As the refuge staff diligently work to restore nature's cycles to former ranchland, visitors can expect to see and enjoy more Hill Country wildlife. Crews prune oak shinnery to match the needs of the black-capped vireo. They plant oaks to establish new vireo habitats in cleared lands, and replace domestic with native grasses that will become nesting, feeding and wintering areas for a suite of birds.

Scientists now know that it's not always a good idea to put out all flames. Before settlement, lightning storms frequently sparked fires that rejuvenated both grasses and the shin oak community. Thanks to a carefully managed prescribed burning program, each year more of the refuge returns to remind us of an era when buffalo roamed across a vast tallgrass prairie. Fire, too, keeps the shin oak in the brushy, low-growing state the vireos require for nesting.

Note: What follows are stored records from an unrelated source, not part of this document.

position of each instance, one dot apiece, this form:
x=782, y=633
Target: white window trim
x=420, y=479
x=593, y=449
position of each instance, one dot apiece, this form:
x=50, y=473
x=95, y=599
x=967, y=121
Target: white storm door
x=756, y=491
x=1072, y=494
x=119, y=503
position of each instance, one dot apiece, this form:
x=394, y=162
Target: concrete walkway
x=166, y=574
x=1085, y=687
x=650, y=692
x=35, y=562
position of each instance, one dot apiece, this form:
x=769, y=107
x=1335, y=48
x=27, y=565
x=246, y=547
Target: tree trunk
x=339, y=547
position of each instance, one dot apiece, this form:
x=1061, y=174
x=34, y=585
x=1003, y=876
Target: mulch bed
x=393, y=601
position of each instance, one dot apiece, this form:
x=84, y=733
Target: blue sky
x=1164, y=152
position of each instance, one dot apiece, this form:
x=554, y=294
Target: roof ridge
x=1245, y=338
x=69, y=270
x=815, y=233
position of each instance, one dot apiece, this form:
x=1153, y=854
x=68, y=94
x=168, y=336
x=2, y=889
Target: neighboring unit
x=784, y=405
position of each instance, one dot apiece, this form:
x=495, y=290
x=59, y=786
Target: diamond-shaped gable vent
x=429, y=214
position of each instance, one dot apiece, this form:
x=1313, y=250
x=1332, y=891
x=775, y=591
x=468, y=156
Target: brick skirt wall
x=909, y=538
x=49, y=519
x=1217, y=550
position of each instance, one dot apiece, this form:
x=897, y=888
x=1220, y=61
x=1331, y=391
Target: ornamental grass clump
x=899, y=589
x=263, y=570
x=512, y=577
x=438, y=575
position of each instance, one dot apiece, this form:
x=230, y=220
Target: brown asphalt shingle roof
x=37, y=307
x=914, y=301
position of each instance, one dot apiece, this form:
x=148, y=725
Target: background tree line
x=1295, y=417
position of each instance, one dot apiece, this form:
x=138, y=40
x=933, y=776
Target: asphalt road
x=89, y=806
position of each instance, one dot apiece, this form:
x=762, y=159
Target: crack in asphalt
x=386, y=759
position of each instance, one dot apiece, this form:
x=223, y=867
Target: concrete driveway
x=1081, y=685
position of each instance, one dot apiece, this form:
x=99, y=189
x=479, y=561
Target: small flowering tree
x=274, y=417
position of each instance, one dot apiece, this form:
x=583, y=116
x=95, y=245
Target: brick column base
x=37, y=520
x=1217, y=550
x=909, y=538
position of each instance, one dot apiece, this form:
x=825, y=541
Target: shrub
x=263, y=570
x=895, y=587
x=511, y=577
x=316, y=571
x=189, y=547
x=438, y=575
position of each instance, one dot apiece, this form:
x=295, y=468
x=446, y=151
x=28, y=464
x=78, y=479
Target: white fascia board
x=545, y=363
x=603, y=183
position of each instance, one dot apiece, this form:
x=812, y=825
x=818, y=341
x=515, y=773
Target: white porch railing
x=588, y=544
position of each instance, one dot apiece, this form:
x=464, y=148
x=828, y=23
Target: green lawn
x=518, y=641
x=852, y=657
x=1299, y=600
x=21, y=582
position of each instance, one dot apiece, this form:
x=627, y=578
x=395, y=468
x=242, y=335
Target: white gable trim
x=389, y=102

Enhancing habitat for vireos is a start, but brown-headed cowbirds can wreak havoc. Cowbirds lay their eggs in other birds' nests, which proved an excellent strategy for a traveling lifestyle following bison herds. Today, cowbirds thrive in the company of livestock and people. Combine their abundance with the struggling black-capped vireos and the result spells trouble. These endangered songbirds can't afford to raise cowbird chicks at the expense of their own. The refuge solves the dilemma by removing cowbirds from vireo nesting areas to give the endangered birds a better chance for recovery.